Die im TecDAX der deutschen Börse gelistete Carl Zeiss Meditec AG (ISIN: DE0005313704) ist einer der weltweit führenden Medizintechnikanbieter. Das Unternehmen liefert innovative Technologien und applikationsorientierte Lösungen, die es den Ärzten ermöglichen, die Lebensqualität ihrer Patienten zu verbessern. Zur Diagnose und Behandlung von Augenkrankheiten bietet das Unternehmen Komplettlösungen, einschließlich Implantaten und Verbrauchsgütern. In der Mikrochirurgie stellt das Unternehmen innovative Visualisierungslösungen bereit. Mit rund 2.900 Mitarbeitern weltweit erwirtschaftete der Konzern im Geschäftsjahr 2015/16 (30. September) einen Umsatz von 1.088 Millionen EUR.

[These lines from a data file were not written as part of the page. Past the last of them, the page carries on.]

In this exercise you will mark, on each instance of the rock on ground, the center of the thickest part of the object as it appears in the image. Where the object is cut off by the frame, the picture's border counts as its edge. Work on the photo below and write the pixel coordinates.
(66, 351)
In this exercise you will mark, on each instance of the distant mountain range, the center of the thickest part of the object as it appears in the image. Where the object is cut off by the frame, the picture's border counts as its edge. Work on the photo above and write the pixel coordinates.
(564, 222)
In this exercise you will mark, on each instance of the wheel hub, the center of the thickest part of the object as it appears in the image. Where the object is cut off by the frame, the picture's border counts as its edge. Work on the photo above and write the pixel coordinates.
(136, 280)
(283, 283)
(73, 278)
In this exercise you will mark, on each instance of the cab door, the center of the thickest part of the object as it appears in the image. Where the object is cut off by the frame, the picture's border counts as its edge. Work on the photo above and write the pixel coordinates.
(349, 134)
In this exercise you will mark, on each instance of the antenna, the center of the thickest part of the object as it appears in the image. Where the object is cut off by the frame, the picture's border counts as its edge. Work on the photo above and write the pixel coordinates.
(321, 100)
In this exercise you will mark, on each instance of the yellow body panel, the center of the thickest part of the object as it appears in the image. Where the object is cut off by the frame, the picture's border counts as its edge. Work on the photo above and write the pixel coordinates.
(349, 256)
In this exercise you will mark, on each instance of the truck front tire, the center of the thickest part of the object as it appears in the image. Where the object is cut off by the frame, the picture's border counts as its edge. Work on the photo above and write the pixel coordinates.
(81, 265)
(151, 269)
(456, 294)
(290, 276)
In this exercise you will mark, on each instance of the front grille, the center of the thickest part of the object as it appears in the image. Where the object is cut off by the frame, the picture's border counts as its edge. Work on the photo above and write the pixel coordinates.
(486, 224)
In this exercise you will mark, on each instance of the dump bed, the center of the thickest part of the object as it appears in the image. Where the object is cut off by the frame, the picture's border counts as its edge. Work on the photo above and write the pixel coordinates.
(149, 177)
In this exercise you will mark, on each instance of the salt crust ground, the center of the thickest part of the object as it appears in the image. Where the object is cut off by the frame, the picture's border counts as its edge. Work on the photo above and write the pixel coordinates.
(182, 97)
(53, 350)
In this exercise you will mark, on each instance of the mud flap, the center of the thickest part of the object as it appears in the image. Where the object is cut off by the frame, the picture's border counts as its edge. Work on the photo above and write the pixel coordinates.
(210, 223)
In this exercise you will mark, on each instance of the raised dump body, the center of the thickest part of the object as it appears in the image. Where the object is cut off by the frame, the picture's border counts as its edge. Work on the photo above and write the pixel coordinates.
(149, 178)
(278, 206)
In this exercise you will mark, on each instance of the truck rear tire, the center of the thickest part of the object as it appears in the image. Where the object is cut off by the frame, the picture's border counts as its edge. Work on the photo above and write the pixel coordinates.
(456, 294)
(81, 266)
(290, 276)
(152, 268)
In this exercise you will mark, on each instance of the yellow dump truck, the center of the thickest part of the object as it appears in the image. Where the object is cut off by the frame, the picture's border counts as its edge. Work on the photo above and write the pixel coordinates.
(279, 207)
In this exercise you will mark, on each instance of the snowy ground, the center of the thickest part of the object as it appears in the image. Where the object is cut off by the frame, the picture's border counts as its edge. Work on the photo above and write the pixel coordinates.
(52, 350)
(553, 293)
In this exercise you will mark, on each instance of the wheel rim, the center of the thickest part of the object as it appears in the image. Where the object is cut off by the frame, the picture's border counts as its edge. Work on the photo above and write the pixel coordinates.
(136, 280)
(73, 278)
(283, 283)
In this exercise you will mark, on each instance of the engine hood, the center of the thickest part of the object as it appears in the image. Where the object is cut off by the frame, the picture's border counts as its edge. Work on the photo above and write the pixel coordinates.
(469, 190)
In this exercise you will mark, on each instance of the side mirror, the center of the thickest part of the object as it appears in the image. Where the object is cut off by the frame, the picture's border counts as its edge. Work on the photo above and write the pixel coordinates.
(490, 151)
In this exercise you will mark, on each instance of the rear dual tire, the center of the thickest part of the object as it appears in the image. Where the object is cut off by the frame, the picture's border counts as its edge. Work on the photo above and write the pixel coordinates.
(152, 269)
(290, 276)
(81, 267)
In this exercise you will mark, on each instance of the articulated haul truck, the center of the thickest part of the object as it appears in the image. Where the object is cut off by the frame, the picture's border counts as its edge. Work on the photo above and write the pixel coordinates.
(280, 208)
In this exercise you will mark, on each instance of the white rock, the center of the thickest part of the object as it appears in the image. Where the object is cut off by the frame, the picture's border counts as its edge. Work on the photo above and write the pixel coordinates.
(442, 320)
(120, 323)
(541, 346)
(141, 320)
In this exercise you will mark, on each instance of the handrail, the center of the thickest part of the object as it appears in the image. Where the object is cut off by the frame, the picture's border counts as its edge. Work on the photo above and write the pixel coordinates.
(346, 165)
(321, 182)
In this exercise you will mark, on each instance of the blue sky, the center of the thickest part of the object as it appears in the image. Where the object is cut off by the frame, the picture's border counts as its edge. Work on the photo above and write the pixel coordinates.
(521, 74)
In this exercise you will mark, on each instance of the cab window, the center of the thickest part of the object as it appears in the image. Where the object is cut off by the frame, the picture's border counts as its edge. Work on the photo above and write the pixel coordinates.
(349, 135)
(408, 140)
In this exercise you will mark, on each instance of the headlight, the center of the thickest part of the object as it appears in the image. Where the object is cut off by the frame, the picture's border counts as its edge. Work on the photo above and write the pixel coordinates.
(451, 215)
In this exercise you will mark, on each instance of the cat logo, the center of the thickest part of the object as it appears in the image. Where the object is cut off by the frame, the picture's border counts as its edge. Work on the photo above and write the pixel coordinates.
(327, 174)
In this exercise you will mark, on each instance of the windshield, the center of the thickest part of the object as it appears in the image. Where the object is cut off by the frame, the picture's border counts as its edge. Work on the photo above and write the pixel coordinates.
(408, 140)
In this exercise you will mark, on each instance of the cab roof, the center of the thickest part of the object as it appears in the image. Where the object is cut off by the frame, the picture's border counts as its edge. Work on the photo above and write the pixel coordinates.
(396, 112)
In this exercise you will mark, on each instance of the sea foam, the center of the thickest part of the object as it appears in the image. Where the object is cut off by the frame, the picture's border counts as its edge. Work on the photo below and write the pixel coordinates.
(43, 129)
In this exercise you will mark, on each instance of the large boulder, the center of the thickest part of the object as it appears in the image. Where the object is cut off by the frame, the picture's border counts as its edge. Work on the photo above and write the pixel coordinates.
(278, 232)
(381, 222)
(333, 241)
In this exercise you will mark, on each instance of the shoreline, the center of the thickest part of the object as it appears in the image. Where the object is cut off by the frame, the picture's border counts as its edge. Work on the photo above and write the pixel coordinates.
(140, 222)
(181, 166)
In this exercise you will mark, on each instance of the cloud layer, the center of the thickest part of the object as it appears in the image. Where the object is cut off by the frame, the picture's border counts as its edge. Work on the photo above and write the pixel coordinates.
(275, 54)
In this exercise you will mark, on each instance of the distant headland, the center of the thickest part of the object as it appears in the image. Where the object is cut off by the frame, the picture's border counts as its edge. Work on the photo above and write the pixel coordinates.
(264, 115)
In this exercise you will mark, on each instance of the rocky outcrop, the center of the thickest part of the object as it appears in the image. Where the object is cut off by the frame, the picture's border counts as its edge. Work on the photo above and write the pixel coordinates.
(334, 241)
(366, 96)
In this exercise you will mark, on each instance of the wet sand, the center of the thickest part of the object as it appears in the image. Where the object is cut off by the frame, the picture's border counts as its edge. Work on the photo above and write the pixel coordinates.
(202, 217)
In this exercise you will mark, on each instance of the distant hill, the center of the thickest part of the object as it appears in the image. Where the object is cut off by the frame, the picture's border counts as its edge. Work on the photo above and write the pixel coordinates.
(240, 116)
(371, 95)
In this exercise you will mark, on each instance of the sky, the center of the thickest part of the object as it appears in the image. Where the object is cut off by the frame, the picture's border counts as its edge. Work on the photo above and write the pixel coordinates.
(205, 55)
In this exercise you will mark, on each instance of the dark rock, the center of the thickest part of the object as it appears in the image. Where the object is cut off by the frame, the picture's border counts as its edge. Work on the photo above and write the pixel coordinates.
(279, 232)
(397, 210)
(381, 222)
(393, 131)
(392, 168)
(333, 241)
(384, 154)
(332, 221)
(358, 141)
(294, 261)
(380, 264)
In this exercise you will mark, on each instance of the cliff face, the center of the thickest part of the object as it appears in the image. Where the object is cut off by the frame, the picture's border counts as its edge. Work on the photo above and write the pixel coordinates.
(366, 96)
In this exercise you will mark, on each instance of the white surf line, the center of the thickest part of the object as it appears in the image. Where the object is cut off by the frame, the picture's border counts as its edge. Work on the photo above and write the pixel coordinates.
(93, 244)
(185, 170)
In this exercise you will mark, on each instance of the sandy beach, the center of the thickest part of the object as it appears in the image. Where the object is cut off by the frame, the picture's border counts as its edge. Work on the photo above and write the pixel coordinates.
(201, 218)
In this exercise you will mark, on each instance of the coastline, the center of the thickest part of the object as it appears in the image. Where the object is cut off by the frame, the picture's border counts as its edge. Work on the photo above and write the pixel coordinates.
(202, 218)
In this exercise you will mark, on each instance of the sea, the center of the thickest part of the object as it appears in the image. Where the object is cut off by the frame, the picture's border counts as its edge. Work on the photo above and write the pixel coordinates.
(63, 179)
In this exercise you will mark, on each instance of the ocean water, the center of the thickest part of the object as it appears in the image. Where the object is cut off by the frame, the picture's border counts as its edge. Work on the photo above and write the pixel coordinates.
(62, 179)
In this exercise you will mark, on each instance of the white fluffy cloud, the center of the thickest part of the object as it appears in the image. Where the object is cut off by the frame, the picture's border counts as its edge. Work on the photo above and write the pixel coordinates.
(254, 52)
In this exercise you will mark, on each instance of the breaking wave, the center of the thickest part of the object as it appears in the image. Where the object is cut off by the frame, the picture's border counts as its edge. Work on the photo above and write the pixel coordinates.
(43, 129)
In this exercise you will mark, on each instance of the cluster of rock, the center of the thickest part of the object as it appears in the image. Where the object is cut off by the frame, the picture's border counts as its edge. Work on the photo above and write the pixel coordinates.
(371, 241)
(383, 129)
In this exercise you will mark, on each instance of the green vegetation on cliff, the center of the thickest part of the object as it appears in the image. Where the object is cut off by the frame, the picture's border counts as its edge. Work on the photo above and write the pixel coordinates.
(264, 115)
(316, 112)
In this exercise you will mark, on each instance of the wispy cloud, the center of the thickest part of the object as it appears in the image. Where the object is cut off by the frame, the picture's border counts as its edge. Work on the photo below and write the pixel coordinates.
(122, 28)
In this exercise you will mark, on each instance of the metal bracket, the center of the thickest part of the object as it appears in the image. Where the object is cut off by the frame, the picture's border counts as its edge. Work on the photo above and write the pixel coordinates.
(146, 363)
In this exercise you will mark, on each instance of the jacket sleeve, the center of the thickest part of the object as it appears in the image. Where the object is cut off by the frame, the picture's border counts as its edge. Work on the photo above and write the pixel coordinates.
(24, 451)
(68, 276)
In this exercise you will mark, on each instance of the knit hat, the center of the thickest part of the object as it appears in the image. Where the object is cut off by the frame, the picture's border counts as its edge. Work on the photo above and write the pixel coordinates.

Hauptsitz des Unternehmens ist Jena, Deutschland. Neben weiteren Niederlassungen in Deutschland ist das Unternehmen mit über 50 Prozent seiner Mitarbeiter an Standorten in USA, Japan sowie Spanien und Frankreich vertreten. Das Center for Application and Research India (CARIn) in Bangalore, Indien, und das Carl Zeiss Innovations Center for Research and Development in Shanghai, China, stärken die Präsenz in diesen schnell wachsenden Ländern. Etwa 41 Prozent der Carl Zeiss Meditec-Anteile befinden sich im Streubesitz. Die übrigen rund 59 Prozent werden von der Carl Zeiss AG, einer weltweit führenden Unternehmensgruppe der optischen und optoelektronischen Industrie, gehalten.